La petite flamme chaleureuse formait des arabesques autour des arbres, disparaissant dans la végétation pour réapparaître un peu plus loin. Elle ralentissait par moment pour accélérer subitement, s’élevait le long d’un tronc puis plongeait brusquement dans un tailli et recommençait son manège, se rapprochant progressivement du perchoir d’Elzannah.

– Feu follet… se surprit-elle à murmurer.

La lueur fonça alors brusquement dans sa direction, se figeant à hauteur de son visage qu’elle avait instinctivement protégé de ses bras.

– Pas vraiment. Je suis une fée en réalité.

Elzannah regarda avec émerveillement la ravissante petite femme ailée qui lui faisait face. Elle était entièrement blanche depuis sa peau diaphane jusqu'à sa chevelure immaculée, en passant par ses vêtements de dentelle en soie d’araignée. Seuls ses yeux luisaient d’un bleu froid, assorti à ses ailes irisées et démenti par son sourire chaleureux.

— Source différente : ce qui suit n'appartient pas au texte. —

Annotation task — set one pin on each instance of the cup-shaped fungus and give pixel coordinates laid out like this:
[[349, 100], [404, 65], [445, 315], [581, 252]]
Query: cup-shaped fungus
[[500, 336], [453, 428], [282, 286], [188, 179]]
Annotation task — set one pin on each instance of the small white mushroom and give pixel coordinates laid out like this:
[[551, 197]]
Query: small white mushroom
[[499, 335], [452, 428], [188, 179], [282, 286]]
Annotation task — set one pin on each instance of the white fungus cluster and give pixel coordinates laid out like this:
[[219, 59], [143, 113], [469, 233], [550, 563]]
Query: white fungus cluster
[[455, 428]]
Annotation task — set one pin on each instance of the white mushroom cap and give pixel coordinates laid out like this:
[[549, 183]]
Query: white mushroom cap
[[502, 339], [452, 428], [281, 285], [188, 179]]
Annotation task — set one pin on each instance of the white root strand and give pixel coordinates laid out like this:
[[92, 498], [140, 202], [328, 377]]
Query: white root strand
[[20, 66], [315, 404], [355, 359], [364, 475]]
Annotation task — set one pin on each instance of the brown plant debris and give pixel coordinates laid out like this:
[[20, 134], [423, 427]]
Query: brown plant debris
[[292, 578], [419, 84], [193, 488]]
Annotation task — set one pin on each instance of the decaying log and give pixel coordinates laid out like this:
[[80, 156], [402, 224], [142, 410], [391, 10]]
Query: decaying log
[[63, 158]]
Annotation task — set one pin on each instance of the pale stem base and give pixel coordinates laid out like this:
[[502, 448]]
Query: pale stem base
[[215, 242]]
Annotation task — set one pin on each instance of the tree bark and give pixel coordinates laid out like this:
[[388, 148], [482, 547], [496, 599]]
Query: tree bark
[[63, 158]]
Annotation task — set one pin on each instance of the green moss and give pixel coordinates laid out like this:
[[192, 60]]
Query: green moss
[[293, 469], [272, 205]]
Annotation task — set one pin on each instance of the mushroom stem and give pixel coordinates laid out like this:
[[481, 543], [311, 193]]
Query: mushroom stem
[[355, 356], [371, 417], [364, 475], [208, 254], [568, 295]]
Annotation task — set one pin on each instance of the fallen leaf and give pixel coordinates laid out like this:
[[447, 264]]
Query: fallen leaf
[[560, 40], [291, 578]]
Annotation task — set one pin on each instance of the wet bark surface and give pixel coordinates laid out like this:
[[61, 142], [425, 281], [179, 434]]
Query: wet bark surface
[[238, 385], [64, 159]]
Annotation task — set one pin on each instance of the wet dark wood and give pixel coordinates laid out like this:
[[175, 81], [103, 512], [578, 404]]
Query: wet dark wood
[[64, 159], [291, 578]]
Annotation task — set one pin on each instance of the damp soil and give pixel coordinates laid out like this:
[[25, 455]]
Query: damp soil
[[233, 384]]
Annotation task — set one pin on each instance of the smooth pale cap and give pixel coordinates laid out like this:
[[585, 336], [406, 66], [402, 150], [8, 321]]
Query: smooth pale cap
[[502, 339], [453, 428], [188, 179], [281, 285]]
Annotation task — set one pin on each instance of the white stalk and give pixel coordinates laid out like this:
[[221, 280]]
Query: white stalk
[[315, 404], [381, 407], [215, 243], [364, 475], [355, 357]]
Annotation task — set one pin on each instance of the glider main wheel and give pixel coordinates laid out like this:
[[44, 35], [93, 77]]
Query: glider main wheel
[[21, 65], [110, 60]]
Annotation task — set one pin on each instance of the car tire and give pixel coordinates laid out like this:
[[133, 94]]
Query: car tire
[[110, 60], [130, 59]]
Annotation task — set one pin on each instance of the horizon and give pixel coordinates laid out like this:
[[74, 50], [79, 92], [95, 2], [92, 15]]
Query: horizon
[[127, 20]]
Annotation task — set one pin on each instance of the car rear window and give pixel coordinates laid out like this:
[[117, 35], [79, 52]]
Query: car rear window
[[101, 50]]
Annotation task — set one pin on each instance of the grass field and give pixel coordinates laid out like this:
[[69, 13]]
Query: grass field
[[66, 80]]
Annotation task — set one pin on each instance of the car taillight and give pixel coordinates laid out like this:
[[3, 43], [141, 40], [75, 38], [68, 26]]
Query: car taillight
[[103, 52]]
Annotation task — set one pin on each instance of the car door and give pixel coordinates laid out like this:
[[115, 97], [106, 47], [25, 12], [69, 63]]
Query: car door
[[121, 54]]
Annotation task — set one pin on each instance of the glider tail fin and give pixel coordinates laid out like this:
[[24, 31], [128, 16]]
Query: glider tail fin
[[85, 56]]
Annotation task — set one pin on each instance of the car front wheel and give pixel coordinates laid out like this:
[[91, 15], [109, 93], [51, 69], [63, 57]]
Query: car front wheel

– Zibellule, pour te servir, reprit-elle d’une voix douce.

– Enchantée, moi c’est…

– Elzannah, je sais. Ça fait un moment que je t’attends, ma jolie. Allez, suis-moi, nous avons besoin de toi.

– Comment…

– Nous parlerons de tout ça en temps voulu, pour l’heure il faut vraiment y aller, le soleil va bientôt se lever.

L’adolescente hésita un instant, pensant tristement à son père, qui devait s’inquiéter, puis à la rage d’Audric quand elle l’avait frappé avant de s’enfuir. Elle n’avait pas vraiment le choix. Elle ne savait même pas par où était le campement et ne pourrait y retourner sans se confronter au roi. Elle descendit donc prudemment de son perchoir et suivit la petite fée à travers la végétation.

Un lac se révéla sous l’astre lunaire et Elzannah y aperçut des naïades, telles que son père les lui avait racontées. Elles sortirent de l’eau à leur approche, leurs longues chevelures vertes dissimulant leurs corps nus, et les précédèrent sous une immense arche de pierres où elles disparurent subitement sous les yeux ébahis de la jeune fille.

Elle s’avança à son tour à la suite de la fée et se retrouva subitement en plein jour, dans une moiteur étouffante. La végétation autour lui était inconnue. Tout semblait démesuré, couvert d’immenses fleurs colorées aux parfums sucrés et de fruits comme il en arrivaient parfois de Yazuli mais avec des formes et des couleurs plus extravagantes encore.

– Où sommes-nous ?

– Bienvenue à Asraya, la terre cachée des survivants de la Grande Épuration.